The World Which Is

Chapter 29



“Welcome to Toronto,” Herbert announces as the road breaks out of the trees and fields of wheat open up before us. A lot of fields. There’s a rough circle around Court of two kilometers that’s all farms. Here, it goes as far as the eye can see. Where the horizon is filled with trees back home, this is filled with golden stalks.

“How many people are in Toronto?” I ask in awe. Court has a few thousands.

“System if I know,” he replies with a chuckle.

“And they need all of this?” Most of this has to be for trade. Back home, farmers keep some for themselves to sell at the market. I don’t know how much; that’s never been an aspect I cared about.

“I guess they do.”

“If you’re impressed,” Daz says, saddling up to us, “you need to take a tour around the periphery of the city. Really see how many of these there are.”

“You mean there’s more of them?”

He laughs. “A lot more.
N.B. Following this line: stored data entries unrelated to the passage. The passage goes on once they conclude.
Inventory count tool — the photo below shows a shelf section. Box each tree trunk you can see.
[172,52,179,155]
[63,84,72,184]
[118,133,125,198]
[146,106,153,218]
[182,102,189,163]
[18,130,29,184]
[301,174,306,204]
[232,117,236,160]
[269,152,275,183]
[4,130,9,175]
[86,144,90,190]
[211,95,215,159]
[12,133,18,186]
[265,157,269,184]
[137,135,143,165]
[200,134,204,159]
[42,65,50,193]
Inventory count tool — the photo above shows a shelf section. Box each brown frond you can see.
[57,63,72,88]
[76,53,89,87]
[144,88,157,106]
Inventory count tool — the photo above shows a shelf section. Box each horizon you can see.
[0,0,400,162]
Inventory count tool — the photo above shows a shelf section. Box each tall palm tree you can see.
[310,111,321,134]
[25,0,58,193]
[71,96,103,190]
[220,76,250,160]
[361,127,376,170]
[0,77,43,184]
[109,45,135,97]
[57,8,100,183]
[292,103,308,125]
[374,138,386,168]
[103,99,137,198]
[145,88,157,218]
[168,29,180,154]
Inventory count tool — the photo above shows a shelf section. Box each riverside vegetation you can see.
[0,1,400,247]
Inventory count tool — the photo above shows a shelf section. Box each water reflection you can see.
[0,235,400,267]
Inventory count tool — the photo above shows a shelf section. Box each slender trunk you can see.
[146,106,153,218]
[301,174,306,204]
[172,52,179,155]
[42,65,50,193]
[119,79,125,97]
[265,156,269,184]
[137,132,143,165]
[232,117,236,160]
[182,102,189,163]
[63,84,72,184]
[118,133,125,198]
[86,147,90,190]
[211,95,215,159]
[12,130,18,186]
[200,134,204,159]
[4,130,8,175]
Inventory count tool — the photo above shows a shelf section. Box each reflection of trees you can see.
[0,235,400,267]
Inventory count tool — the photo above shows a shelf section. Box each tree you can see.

We’re at least five kay from Toronto proper, and it’s like this all around it.”

“Five kilometers of farms, around the entire city.” I can’t keep the awe out of my voice.

“On the land, at least,” Sasha says.

“No.” George joins us. “On the water too. There are hydroponic fields for some of the hardier vegetables.”

“I didn’t know you could grow them on water.”

He laughs. “I figure what you don’t know about growing food is vast.”

I nod, then realize the others have joined us instead of walking along the carts.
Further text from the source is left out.